Bis Sonntag, 02. August 2026 - 14:00
Jugendherberge Hannover, Ferdinand-Wilhelm-Fricke- Weg 1
Ziel der Tagung
Baut sich – in der Tradition der „Tulpenkrise“ – im KI-Sektor eine neue ökonomische Blase auf? Verstetigen sich die Krisenzyklen zu einer Dauerkrise ohne Aufschwungsphasen? Wie vermischen sich im Kapitalismus von heute Elemente der zyklischen Krise („...alle zehn Jahre ein großer Krach“- Engels in der „Dialektik der Natur“) und seine „Tendenz zu Stagnation und Fäulnis“ (Lenin, Imperialismus) in seinem imperialistischen Stadium? Gibt es einen Ausweg aus Deindustrialisierung und Niedergang für die arbeitenden Klassen in Deutschland? Welche Perspektive haben Jugendliche von heute angesichts der sich wie Eisschollen auftürmenden Krisenblöcke?

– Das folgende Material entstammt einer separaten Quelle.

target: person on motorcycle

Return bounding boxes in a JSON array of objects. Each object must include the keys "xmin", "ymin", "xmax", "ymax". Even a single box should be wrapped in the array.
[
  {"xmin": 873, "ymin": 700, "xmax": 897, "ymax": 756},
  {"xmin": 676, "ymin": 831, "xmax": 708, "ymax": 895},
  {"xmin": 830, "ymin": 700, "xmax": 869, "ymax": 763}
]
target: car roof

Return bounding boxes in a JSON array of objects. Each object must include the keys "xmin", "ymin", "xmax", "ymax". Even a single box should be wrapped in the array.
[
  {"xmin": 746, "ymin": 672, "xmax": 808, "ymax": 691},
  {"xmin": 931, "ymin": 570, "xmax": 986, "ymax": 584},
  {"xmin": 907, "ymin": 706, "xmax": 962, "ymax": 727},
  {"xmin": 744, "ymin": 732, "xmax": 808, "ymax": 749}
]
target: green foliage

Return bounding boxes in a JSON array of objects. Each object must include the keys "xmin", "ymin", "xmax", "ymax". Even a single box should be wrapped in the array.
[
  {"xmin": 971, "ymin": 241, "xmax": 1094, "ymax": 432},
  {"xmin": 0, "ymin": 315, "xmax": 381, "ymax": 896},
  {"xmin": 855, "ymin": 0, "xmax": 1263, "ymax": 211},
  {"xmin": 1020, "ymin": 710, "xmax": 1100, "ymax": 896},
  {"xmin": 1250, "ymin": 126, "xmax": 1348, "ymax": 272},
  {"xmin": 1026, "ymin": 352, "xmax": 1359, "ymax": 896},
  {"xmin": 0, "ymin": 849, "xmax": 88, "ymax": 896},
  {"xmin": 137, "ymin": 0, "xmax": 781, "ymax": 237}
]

Die MES hat die Aufgabe, Erkenntnisse der Gründer des wissenschaftlichen Sozialismus mit neuen Entwicklungen zu verknüpfen, um darauf Handlungsanleitungen für Marxistinnen und Marxisten von heute zu entwickeln. Weil die Ökonomie im Mittelpunkt dieser Lehren steht, ist das nirgends so wichtig wie bei der Untersuchung der Aktualität der marxistischen Krisentheorie. Dieser Aufgabe stellen wir uns an den drei Tagen in Hannover.
Ablauf:
Freitag, 31. Juli 2026
- bis 17:00 Anreise, Zimmerverteilung
- 18:00 Gemeinsames Abendessen
- 19:00 Bestandsaufnahme Krisenlage
Sammlung im Plenum nach Hauptaspekten objektive Krisenentwicklung und Reaktionen der Lohnabhängigen mit längerem Statement der DKP-Kommission „Betrieb und Gewerkschaft“ zum gegenwärtigen Klassenbewußtsein - 21:00 Bier, Wein, Wasser und Knabberkram im „Backpackers“
Samstag, 1. August 2026
- 8:00 Frühstück
- 9:00 Referat Holger Wendt (Marxistische Blätter) „Zur Aktualität der marxistischen Krisentheorie“
- 10:00 Fragen zum Referat und erste kurze Diskussionen
- 11:00 Referat Dominic Iten (junge welt): Platzt die KI-Blase?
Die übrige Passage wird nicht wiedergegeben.